僕の提督が彼から変わることはない。それで十分満たされている。

それはとても自慰的で、あるいは被虐的なものかもしれない。しかしそれが僕の意思。

そして駆逐艦としての僕は、彼が艦隊を大切にし、また隊のみんなが彼を必要とすることも望んでもいる。

 

いいとこ取りで申し訳ないくらいだ。

多分、霞もそう思っているだろうし、他のみんなもそのはずだ。

 

 

この島の、彼女だけがとびっきりの変異種。

アレも提督の言う個性なのだろうか。

個性を伸ばせだなんて提督は言うけれど、そんなものなら僕には必要なさそうだ。

そう、僕には分からない。分かっているのは僕の気持ちだけ。

 

「僕はね、彼の花なんだ」

 

霞に嘘をつくつもりはない。その必要もない。

 

「彼のために咲く花。彼だけに愛でられて、花を開かせる様を楽しんでもらったなら、その香りで喜ばせてもあげられる。そして」

 

 

「そしていつか、彼に手折ってもらえたら……」

 

 

 

夢現。遠くの景色を見るかのようなその視線は美しくおぞましい。

時雨をこんなにしてしまったのはなにが原因だったろう。佐世保で会った彼女はここまでではなかったように思う。
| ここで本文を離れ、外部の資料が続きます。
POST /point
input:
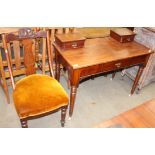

じわじわと体と心を蝕み、浸食していくこれこそ呪いだ。

 

 

ワタシはどうだろうか。

時雨は手折ると表現した。ワタシは彼に沈めてもらいたいわけではない。

だけど、彼のためにならワタシは喜んで沈むことができるのだ。

そのときのワタシは、きっと胸を張りながら誇らしい気持ちで海に還るのだろう。

ワタシと時雨の求められ方は違う。必要だと言われたい、でもそのカタチが違う。

ワタシと時雨も似て非なるもの。

 

ワタシも、呪われている。

 

いや、彼から受けるこの影響がもたらす結果を、もしかすると祟りと呼ぶのかもしれない。

 

狂っていたのは誰だったのだろうか。




惜しみなく愛は奪うものと有島先生は書いておられますね。
与え続けると目減りするとエキドナさんも言ってましたし、どうなんでしょ。


病んでるわけではない、病んではないんやー!
これは愛。これが彼女の愛の形……。